Well, Book, I am here to tell you that at first I thought that all was lost. The very opening line (under the deceptively bland heading “motility”) said “30% sluggish”. Honestly, that was the very word they used. Sluggish. A horrible, horrible word, reminiscent of slimy snail-like creatures that can’t be bothered moving their arses on garden paths in order to avoid being stamped on. Sluggish! It’s such a loaded term, not clinical at all. I wanted a doctor’s reaction, not a critic’s! And if they’re going to use unscientific language couldn’t they have thought of a more friendly expression? Like “relaxed”, perhaps, or “unhurried”? If they’d told me I had relaxed sperm I could have handled it. Cool, laid-back sperm, sperm that liked to hang out and chill with the other guys.
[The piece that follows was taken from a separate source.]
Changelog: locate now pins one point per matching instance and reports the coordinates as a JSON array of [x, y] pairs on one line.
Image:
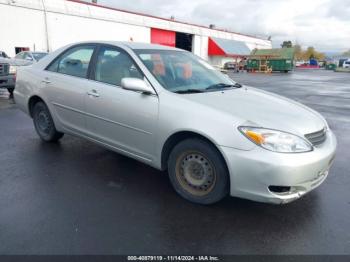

That would be fine. But “sluggish”? It’s almost as if they were trying to be unpleasant.
Anyway, the next line was worse! Yes, worse! I nearly cried. It said “41% swimming in the wrong direction”! I mean, what a thing to say about the very stuff of a man’s loins! My head was spinning. I thought, I’ve got stupid sperm! The stuff’s backing away up my dick all these years! Then I thought, “Hang on, this is ridiculous!” This test is rigged. How are they supposed to know what’s the right direction, for heaven’s sake? They’re in a plastic pot! I had this vision of all my sperm desperately groping about hither and thither, banging their heads against the sides of the container, lashing their tails around like fish in a bucket, thinking, “We’re genetically programmed to find an egg here. Where is it?”
By the end of the letter I was ready to slit my wrists.
In conclusion it said, “90% useless”! Bad swimmers, poor motility. A load of rubbish in general.
So now the full and terrible truth was upon me. I’m not a man. I’ve failed my sperm test!
I was already asking myself whether they’d let me take it again. If it was like your driving test, I mean I had four goes at that when in actual fact I should have passed on the first time except that my examiners were a bunch of total Nazis. Then of course it dawned on me that the sperm tester must be a Nazi too! A jealous, small-minded petty official dedicated to ruining the lives of better men. A hopeless and inadequate man, embittered because his own sperm were small and sickly and couldn’t find their way out of his trousers. A man who took his revenge upon society by becoming a sperm tester and failing anyone who came up with the real goods.
That had to be it. Give a fellow a sperm tester’s uniform and suddenly he thinks he’s Hitler!
I was on the very point of phoning my MP and demanding a full recount when Lucy pointed out that stamped at the bottom of the form in big letters was the word NORMAL.
Oh, the relief! It turns out that my pathetic percentages are par for the course, that pretty much all sperm is 90 per cent rubbish. Apparently there’s only a couple of decent wrigglers in an entire wristful. For all the macho pride and posturing of us men, most sperms just simply aren’t up to it. They’re sluggish. They’re stupid. They’re always wandering off in the wrong direction. They don’t know where they’re going.
Lucy said they sound exactly like a pub full of blokes, which was quite funny, I suppose.
Anyway, that was it. Passed. Normal. I was so pleased I danced round the kitchen and spilt my coffee.